Сириус застал Гарри и Гермиону сидящими на крыльце — ключа у них не было, бить окно им было жалко, но они уже о чем-то привычно шептались, и было похоже, что они найдут выход, а вернее, вход.
— Вам хорошенько влетит, когда вы вернетесь, — предупредил детей Сириус. — В основном за то, что вы украли соседскую лодку.
— Мы бы вернули, — ответил маленький Гарри.
— Если бы ее не упустили, то да, — заметил Сириус. — Не волнуйтесь, вы не упустили. А если бы волны были побольше, вы могли бы кильнуться — ботинки бы черпанули воды и потянули вас вниз, вода вокруг ледяная. Если только стихийная магия, а без магии даже я бы, может, с начала пути не доплыл до берега — а плыть на остров, кильнувшись, бесполезно: мокрый на берегу замерзнешь. Нельзя постоянно надеяться на стихийную магию, она все-таки довольно непредсказуема.
— Тогда научи Гарри колдовать, дядя Сириус, — предложила Гермиона.
— И подари нам моторную лодку на Рождество, мы тогда не будем брать соседскую, — добавил Гарри.
— Святой Георгий, у вас двоих есть хоть одна идея, которая не ведет напрямую к нарушению закона?
— Давай походим по дому?
— Слава тебе, святой Георгий!
— Аллохомора! — произнес вслед за тем Сириус и завел детей в дом. Сириус за эти годы повзрослел, закалился сердцем и уже мог без опаски перешагнуть порог дома, который раньше снился ему в кошмарных снах: даже во сне Сириус всегда опаздывал, пусть даже на полминуты.

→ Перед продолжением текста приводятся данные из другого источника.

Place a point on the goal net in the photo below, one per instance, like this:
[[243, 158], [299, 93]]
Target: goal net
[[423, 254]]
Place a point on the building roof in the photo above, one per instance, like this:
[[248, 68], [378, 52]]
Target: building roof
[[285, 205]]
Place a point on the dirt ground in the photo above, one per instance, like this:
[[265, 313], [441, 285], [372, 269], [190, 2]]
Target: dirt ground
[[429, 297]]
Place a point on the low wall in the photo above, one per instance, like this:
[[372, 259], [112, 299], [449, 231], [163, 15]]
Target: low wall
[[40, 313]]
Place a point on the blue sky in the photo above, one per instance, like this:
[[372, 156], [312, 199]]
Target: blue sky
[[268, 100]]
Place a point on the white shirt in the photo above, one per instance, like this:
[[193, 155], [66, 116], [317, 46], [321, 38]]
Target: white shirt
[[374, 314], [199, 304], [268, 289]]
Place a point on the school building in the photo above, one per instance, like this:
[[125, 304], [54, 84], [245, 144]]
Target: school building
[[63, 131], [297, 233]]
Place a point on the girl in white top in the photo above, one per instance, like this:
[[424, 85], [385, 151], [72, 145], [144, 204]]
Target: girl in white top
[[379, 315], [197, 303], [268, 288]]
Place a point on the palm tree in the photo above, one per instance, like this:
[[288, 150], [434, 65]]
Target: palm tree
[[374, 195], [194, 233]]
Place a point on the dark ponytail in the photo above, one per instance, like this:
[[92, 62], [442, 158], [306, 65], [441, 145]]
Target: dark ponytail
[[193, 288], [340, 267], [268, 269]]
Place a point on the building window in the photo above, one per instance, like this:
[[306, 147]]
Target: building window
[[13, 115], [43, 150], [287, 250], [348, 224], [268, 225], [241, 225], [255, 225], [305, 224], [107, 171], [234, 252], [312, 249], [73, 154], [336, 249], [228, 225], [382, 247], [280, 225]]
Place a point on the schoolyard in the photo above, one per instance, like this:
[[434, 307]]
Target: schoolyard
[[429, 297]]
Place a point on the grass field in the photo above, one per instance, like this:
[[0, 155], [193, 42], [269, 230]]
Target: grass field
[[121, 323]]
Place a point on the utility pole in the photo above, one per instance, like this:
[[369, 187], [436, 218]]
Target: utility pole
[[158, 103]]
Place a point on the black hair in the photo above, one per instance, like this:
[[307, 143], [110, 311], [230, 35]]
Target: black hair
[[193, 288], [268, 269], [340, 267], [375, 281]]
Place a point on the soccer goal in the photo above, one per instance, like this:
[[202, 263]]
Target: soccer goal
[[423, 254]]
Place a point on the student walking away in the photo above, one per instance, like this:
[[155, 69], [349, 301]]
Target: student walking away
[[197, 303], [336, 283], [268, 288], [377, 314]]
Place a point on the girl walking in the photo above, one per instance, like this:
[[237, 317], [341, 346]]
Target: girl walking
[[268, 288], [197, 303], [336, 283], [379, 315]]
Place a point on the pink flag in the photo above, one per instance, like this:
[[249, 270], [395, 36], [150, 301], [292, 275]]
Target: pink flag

В доме было пусто и чисто; кроме мебели в чехлах, вещей не было — здесь убирали те, кто не раз видел горе опустевших домов, и благодаря их трудам пустота и чистота дома были пустотой и чистотой новой страницы. Возможно, поэтому для Сириуса визит в дом на острове не стал горьким — он почувствовал, что жизнь победила и что он привел в дом новое поколение, такое же дружное, боевое и упрямое.
Гарри и Гермиона раньше в доме на острове не были: они хорошо знали родителей Гарри по колдографиям из семейного альбома, который Джон Грейнджер привез в свой дом вместе с Гарри, но почти на всех хорошо знакомых им колдографиях был дом в Годриковой Лощине, а не этот дом, который был для Джеймса и Лили временным убежищем. И все равно этот визит был для них важным, это была часть жизни Гарри, которую Гермиона не видела и которая теперь тоже становилась частью их общей истории.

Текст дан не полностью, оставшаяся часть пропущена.